I’m a native Californian and have lived in the Bay Area for 15 years, but I didn’t know much about the Delta until I joined CCRCD’s EcoStewards crew a year ago. As a conservation technician I work to keep invasive plants at bay in restoration projects across the county. I enjoy working in the Delta because it is a dynamic environment, changing with the tides and visited by hundreds of thousands of migrating birds. It is also the heart of the state’s water supply. Often the needs of healthy habitat and quality drinking and irrigation water are at odds, making management of the Delta particularly challenging.
The Delta is formed by the confluence of California’s two largest rivers, the Sacramento and the San Joaquin, where these freshwater rivers flow into the Pacific Ocean through the San Francisco Bay. Because the Delta crosses multiple county lines, CCRCD works closely with both Yolo and Solano RCDs to restore habitat throughout the Delta. As one of the largest estuaries in the US, the Delta is an important habitat for fish, shorebirds, and other wildlife. All anadromous fish (those that migrate from freshwater where they hatch to the ocean where they spend most of their lives)from the Sacramento and San Joaquin rivers migrate through the Delta. The Delta is an important nursery for fish and serves as rearing habitat for juvenile fish. For example, Chinook salmon and steelhead depend on the Delta as rearing habitat while they migrate to the ocean. Fourteen species of fish found in the Delta are imperiled by dwindling population numbers, largely due to habitat loss (Cloern et al. 2011). Despite the huge loss of habitat in the Delta, the remaining wetlands serve as an important stop on the Pacific Flyway, where migrating birds can rest and forage.
In addition to wildlife habitat, the Delta is a major source of water for human use. Two-thirds of the state’s population(approximately 27 million people) depend on water from the Delta for some portion of their water supply. As a critical element in the state-scale water-conveyance system, the Delta also supplies irrigation for at least $27billion in agricultural production that provides 45% of the nation’s produce (Dettinger et al. 2015).

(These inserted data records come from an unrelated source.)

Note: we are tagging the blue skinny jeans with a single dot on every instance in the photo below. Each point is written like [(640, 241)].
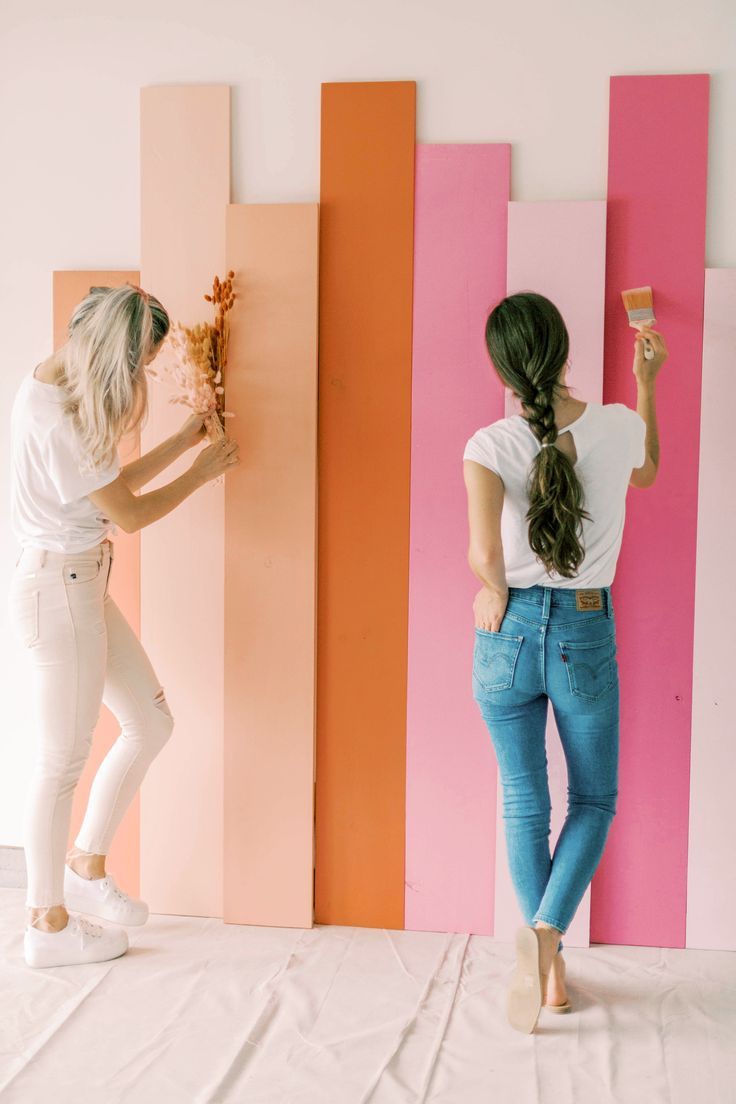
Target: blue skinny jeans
[(552, 647)]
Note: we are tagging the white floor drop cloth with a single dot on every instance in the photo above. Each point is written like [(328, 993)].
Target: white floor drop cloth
[(204, 1012)]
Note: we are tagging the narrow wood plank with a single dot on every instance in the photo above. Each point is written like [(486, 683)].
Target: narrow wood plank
[(711, 867), (270, 564), (657, 193), (459, 271), (365, 407), (184, 193)]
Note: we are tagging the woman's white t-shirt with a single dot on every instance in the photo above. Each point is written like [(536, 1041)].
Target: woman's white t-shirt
[(49, 507), (609, 443)]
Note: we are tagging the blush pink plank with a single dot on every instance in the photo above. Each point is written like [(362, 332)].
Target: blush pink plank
[(657, 193), (711, 867), (557, 248), (460, 269), (184, 193)]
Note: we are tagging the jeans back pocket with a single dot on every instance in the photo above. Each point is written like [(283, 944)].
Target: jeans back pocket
[(494, 660), (592, 666)]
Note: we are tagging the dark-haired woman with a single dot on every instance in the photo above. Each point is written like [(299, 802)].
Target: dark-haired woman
[(546, 502), (68, 494)]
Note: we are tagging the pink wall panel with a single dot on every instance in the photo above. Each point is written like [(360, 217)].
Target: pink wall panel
[(711, 866), (557, 248), (270, 544), (657, 190), (460, 262), (184, 191)]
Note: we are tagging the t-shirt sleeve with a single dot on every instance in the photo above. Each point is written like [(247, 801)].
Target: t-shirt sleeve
[(63, 464), (638, 438), (482, 448)]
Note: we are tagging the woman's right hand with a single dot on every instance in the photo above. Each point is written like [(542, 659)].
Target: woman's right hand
[(646, 370), (215, 458)]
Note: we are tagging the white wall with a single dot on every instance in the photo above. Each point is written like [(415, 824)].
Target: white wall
[(530, 73)]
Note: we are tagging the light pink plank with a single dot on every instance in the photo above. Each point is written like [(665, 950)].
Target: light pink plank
[(184, 192), (711, 866), (657, 193), (557, 248), (460, 259), (270, 544)]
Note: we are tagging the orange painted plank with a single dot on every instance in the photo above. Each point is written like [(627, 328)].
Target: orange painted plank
[(366, 246), (124, 861), (270, 545), (184, 155)]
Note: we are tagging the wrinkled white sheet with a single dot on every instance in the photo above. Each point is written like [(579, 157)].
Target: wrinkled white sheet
[(199, 1011)]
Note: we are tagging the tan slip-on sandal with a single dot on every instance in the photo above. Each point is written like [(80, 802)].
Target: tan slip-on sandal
[(566, 1007), (524, 993)]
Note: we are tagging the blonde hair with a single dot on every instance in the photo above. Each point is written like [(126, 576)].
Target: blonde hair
[(112, 332)]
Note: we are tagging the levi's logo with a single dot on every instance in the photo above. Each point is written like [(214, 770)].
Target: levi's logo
[(588, 600)]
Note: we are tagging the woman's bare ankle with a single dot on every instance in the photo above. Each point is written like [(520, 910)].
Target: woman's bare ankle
[(49, 920)]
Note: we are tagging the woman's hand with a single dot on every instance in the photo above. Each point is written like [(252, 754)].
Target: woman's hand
[(489, 608), (215, 458), (646, 370), (193, 431)]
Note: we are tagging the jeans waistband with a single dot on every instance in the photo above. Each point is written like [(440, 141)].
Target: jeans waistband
[(589, 597), (36, 556)]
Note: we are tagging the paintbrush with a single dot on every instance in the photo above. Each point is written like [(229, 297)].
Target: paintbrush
[(639, 305)]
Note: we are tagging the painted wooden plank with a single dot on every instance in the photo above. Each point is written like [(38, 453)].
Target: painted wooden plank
[(70, 287), (711, 867), (459, 271), (270, 545), (184, 191), (366, 231), (557, 248), (656, 235)]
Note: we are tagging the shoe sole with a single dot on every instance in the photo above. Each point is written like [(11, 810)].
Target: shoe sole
[(42, 961), (524, 995), (81, 904)]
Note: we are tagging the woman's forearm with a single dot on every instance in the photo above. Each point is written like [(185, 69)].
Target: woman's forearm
[(491, 571), (145, 509), (147, 467)]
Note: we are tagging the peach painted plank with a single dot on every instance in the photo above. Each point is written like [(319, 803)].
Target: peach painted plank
[(657, 195), (124, 861), (270, 545), (459, 271), (184, 192), (557, 248), (711, 867), (366, 235)]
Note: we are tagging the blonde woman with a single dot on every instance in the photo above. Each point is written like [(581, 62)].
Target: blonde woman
[(68, 494)]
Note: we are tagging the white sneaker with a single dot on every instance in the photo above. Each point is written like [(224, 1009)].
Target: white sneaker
[(100, 897), (80, 942)]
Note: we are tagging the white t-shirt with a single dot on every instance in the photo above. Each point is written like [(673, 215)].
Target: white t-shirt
[(609, 442), (49, 507)]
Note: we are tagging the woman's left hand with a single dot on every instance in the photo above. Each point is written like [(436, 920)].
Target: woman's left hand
[(193, 431), (489, 608)]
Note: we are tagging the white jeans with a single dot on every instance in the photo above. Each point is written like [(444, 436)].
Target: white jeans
[(83, 653)]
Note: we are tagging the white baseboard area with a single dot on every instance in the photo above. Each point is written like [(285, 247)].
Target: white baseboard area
[(12, 868)]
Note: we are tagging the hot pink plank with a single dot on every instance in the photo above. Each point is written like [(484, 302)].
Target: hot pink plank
[(460, 271), (711, 867), (557, 248), (657, 186)]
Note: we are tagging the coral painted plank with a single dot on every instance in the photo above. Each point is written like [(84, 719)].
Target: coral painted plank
[(459, 272), (656, 232), (124, 861), (366, 234), (270, 566), (711, 867), (557, 248), (184, 151)]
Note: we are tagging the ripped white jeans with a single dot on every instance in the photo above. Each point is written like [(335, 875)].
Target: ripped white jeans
[(83, 653)]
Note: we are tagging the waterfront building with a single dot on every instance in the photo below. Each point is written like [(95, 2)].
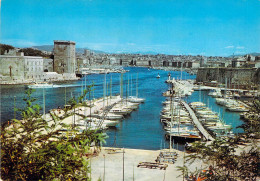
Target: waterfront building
[(64, 57), (21, 68)]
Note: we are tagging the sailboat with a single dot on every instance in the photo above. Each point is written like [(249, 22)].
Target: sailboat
[(136, 99)]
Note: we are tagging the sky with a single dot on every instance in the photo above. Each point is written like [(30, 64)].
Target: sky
[(176, 27)]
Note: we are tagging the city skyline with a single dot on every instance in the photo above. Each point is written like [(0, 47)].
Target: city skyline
[(206, 27)]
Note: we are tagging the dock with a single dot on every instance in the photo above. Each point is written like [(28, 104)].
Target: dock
[(198, 124)]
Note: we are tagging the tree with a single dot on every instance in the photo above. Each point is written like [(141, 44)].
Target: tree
[(36, 149), (224, 157)]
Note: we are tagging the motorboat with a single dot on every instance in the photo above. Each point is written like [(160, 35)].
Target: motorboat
[(135, 99), (41, 85)]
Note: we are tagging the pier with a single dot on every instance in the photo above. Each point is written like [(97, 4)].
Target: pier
[(197, 123)]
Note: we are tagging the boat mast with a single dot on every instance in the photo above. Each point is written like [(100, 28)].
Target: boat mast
[(111, 87), (137, 85)]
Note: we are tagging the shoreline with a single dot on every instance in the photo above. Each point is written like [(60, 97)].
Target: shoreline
[(108, 165)]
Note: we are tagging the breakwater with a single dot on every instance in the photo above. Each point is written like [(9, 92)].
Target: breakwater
[(142, 129)]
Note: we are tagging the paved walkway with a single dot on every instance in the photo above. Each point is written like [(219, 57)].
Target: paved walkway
[(197, 122)]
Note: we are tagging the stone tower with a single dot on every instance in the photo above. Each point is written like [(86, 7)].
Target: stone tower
[(64, 57)]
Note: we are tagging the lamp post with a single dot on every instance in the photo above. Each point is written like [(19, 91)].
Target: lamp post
[(123, 164)]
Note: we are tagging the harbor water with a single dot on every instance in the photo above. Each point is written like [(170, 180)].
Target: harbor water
[(142, 129)]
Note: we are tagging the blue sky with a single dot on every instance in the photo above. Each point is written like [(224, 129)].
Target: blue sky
[(205, 27)]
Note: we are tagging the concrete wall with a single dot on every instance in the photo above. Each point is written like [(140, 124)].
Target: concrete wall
[(33, 68), (11, 67), (64, 57), (236, 76), (48, 65)]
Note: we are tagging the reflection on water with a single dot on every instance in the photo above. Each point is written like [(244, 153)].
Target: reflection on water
[(142, 129)]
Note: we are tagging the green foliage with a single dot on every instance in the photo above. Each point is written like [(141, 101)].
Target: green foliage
[(224, 160), (36, 149)]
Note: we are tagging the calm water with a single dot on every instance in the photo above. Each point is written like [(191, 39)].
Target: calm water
[(142, 129)]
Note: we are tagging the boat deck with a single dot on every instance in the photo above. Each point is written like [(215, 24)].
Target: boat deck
[(197, 123)]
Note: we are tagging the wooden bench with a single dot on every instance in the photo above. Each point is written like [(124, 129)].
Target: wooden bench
[(112, 150), (152, 165)]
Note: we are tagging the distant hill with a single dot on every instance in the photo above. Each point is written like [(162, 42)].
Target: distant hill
[(254, 54), (49, 48)]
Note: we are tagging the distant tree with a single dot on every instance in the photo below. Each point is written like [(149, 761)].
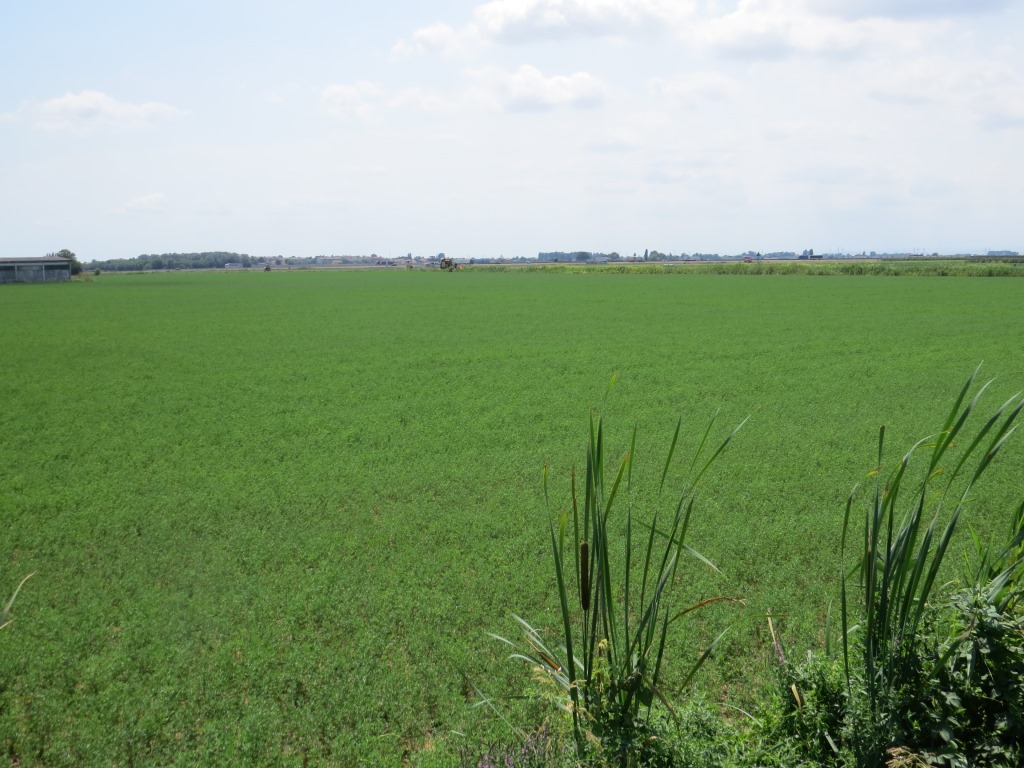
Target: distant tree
[(76, 267)]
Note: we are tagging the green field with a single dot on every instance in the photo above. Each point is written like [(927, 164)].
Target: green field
[(272, 516)]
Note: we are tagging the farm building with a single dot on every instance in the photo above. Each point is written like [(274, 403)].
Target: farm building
[(48, 269)]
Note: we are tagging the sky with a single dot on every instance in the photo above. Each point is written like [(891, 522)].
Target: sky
[(508, 127)]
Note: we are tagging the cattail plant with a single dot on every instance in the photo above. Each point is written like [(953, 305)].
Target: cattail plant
[(611, 652), (902, 546)]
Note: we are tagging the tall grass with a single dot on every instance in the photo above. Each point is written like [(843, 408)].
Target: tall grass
[(905, 537), (616, 606), (5, 613)]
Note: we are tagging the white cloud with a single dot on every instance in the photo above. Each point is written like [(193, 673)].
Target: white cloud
[(692, 89), (519, 20), (527, 89), (88, 110), (768, 29), (152, 203), (530, 20), (436, 38), (359, 100), (904, 8)]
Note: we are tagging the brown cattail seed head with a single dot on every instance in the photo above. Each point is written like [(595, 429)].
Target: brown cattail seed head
[(585, 574)]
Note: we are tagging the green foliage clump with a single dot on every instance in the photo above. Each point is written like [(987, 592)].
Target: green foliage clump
[(615, 613), (931, 679)]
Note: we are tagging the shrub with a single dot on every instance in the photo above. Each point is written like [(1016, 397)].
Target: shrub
[(615, 613)]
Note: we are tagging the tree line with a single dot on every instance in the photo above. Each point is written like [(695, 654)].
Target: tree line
[(205, 260)]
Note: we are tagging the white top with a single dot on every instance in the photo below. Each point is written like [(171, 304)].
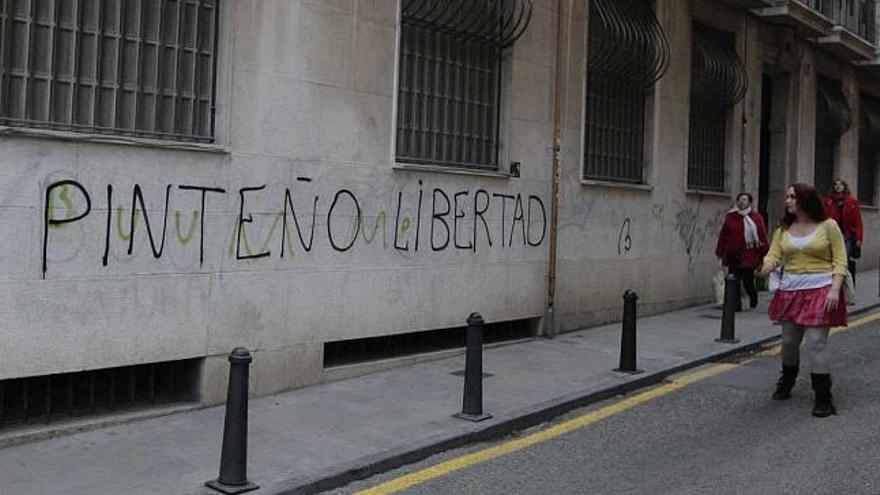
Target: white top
[(804, 281)]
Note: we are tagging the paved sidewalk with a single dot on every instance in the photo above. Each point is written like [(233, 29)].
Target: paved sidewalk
[(321, 436)]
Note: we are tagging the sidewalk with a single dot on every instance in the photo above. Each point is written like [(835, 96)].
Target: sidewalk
[(323, 436)]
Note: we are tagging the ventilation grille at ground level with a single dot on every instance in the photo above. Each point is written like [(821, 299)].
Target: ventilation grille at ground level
[(44, 399), (392, 346)]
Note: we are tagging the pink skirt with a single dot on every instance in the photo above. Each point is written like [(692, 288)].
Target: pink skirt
[(806, 307)]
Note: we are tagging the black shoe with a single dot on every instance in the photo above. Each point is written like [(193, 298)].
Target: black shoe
[(786, 382), (824, 404)]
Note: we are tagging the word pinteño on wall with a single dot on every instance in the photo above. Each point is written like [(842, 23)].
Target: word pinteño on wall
[(442, 219)]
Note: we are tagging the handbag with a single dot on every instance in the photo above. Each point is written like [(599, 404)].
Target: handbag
[(853, 250), (848, 288)]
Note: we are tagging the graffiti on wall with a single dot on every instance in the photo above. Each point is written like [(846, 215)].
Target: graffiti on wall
[(695, 231), (431, 219)]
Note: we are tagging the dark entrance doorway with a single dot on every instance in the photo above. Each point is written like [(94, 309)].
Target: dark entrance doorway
[(766, 135)]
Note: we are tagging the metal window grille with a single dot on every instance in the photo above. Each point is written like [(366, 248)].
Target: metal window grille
[(615, 130), (627, 53), (450, 79), (44, 399), (707, 144), (129, 67), (718, 81)]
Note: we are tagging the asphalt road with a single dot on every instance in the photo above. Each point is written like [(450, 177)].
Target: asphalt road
[(719, 435)]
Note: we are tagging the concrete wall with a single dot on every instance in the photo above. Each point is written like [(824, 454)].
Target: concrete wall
[(364, 246)]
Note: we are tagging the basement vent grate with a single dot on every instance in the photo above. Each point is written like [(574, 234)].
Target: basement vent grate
[(48, 398), (344, 352)]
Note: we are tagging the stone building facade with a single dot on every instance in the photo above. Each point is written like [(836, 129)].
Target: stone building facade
[(337, 184)]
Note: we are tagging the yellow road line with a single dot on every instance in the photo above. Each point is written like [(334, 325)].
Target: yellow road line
[(465, 461)]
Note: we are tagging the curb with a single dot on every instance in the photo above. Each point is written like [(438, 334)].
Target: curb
[(525, 418)]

Before colonization the Delta was an expansive marsh. Today more than 90% of the original wetlands have been lost to urban development, conversion to agricultural fields, or degraded by pollution and exotic species introductions. The dramatic change in Delta channel geometry has altered seasonal flow, salinity, and sediment regimes to the detriment of native species. These changes are exacerbated by the effects of climate change. Sea level rise puts 270,000 people and $62 billion of development at risk of flooding (Cloern et al. 2011).
The risks of climate change and the Delta’s critical role as both habitat and water supply create a complex challenge for management. The San Francisco Estuary Institute proposes several mitigation strategies in the San Francisco Bay Shoreline Adaptation Atlas, and CCRCD is committed to implementing these strategies for the benefit of our county. The EcoStewards are involved in tidal marsh restoration projects that increase habitat while mitigating flood risk, and CCRCD works with farmers to integrate habitat on working lands.
The problems facing the Delta can be overwhelming, and competing needs make management complex. Over the past century humans have dramatically altered the landscape of the Delta to meet their needs while devastating critical habitat. Human-caused climate change continues to impact the Delta, putting both humans and wildlife at risk. But solutions are being developed and implemented now in the Delta. Some days I see more birds than people while working on habitat restoration sites in the Delta alongside legacy farms and housing developments. I am encouraged by how we are working towards a more sustainable future where human and wildlife needs are met.
Sources
Cloern, James E., etal. "Projected Evolution of California's San Francisco Bay-Delta-RiverSystem in a Century of Climate Change." PLoS ONE, vol. 6, no. 9, 21 Sept.2011, p. e24465. Gale Academic OneFile,link.gale.com/apps/doc/A476878038/AONE?u=ccsf_main&sid=bookmark-AONE&xid=d0ac12c4.Accessed 2 Oct. 2022.